I'm not sure this is quite a duplicate; although the linked question covers similar ground and the advice to compare strings to strings and dates to dates is certainly valid, you're already doing that, and I'm not sure it will necessarily help you understand what you're seeing here.
The key is to look at what the actual string values are when you do the string comparisons. I've assumed your NLS_DATE_FORMAT is DD/Mon/YYYY
as that's the way you're writing fixed dates, but it would work with the default DD-MON-RR
as well. I'm also ignoring potential complications from NLS_SORT and other settings.
select to_char(sysdate), to_char('01/Jan/2013'), to_char('01/Jan/2020') from dual;
TO_CHAR(SYSDATE) TO_CHAR('01/JAN/2013') TO_CHAR('01/JAN/2020')

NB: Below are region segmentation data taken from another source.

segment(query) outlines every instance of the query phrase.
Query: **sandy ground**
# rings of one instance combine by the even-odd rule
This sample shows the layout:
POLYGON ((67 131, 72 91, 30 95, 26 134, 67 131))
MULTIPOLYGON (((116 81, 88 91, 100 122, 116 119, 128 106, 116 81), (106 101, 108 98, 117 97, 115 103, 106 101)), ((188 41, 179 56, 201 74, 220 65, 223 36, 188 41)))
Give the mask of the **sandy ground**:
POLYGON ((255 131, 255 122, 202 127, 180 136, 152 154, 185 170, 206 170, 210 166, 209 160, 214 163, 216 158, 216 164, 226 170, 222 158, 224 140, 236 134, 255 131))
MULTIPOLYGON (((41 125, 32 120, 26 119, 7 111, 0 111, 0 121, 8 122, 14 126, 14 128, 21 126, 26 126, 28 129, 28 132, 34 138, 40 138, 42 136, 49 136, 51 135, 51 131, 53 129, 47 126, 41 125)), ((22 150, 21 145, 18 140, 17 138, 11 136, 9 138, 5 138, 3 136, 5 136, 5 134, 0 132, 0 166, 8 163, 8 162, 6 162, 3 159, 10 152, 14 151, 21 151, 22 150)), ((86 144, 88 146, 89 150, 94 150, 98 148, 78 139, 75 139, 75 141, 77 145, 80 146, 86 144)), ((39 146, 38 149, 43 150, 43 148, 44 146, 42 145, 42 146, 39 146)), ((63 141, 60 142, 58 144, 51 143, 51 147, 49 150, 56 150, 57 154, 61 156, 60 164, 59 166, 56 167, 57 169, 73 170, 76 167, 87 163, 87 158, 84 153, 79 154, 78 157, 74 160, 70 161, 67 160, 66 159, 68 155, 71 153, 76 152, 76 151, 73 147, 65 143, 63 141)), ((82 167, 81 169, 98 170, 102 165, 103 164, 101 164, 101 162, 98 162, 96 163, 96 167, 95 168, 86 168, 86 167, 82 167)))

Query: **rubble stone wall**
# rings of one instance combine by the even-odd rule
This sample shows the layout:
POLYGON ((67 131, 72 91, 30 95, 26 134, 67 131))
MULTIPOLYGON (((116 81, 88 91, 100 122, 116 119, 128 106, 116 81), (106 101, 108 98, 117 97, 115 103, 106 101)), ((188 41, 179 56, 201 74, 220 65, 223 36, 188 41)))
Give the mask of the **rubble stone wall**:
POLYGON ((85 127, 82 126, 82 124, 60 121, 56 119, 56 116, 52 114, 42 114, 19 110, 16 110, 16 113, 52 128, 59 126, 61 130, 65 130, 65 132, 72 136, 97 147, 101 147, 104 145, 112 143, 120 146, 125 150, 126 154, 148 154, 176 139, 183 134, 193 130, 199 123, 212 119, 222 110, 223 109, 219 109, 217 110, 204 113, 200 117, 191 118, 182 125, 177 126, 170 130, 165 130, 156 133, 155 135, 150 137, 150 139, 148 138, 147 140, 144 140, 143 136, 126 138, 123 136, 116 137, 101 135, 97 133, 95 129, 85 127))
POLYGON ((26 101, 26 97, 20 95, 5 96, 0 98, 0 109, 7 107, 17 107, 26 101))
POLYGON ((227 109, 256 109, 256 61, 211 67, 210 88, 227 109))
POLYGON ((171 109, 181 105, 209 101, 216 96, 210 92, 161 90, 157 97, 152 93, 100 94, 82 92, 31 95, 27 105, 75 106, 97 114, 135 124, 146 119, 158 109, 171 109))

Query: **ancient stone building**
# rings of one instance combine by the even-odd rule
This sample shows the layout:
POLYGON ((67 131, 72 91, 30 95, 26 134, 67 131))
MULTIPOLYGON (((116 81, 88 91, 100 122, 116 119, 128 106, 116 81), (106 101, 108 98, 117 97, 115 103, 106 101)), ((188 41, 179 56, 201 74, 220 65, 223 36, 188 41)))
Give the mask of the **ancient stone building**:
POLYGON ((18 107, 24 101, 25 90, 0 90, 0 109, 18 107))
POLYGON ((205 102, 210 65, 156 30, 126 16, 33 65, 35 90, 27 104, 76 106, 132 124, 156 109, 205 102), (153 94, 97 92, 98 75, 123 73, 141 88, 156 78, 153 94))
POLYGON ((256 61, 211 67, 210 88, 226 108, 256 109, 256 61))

-------------------- ---------------------- ----------------------
11/Dec/2013 01/Jan/2013 01/Jan/2020
Firstly, the to_char()
of the fixed strings doesn't do anything, you're converting a string to a string. But think about what happens when you plug those values into your where
clause;
select decode(count(*), 1, 'Yes', 'No') from dual
where to_char(sysdate) between to_char('01/Jan/2013') and to_char('01/Jan/2020');
becomes
select decode(count(*), 1, 'Yes', 'No') from dual
where '11/Dec/2013' between '01/Jan/2013' and '01/Jan/2020';
This is purely a string comparison; although they still represent dates to you, to the SQL engine they are just strings. The comparison fails on the first character - the first 1
in 11/Dec/2013
is compared with the 0
in the two other strings, and '1'
is not between '0'
and '0'
. (Simplifying a bit).
When you compare against the 10th,
select decode(count(*), 1, 'Yes', 'No') from dual
where to_char(sysdate) between to_char('01/Jan/2013') and to_char('10/Jan/2020');
becomes:
select decode(count(*), 1, 'Yes', 'No') from dual
where '11/Dec/2013' between '01/Jan/2013' and '10/Jan/2020';
which fails because '11'
is not between '01'
and '10'
.
In your last query,
select decode(count(*), 1, 'Yes', 'No') from dual
where to_char(sysdate) between to_char('01/Jan/2013') and to_char('11/Jan/2020');
becomes:
select decode(count(*), 1, 'Yes', 'No') from dual
where '11/Dec/2013' between '01/Jan/2013' and '11/Jan/2020';
and (simplifying a bit again) the comparison succeeds because '11/D'
is, as a string, between '01/J'
and '11/J'
.
Using a different format mask would allow this to work consistently, but the only safe and reliable way to to this is to compare everything as dates, and to explicitly state the date format model in the to_date()
calls for your fixed values:
select decode(count(*), 1, 'Yes', 'No') from dual
where sysdate between to_date('01/Jan/2013', 'DD/Mon/YYYY')
and to_date('01/Jan/2020', 'DD/Mon/YYYY');
And don't do to_date(sysdate)
; as the linked question mentioned that does an implicit conversion to date to string, which is pointless at best, but can introduce problems if a format model is specified. If you're trying to remove the time portion of the current date you can use trunc(sysdate)
rather than converting to a string and back.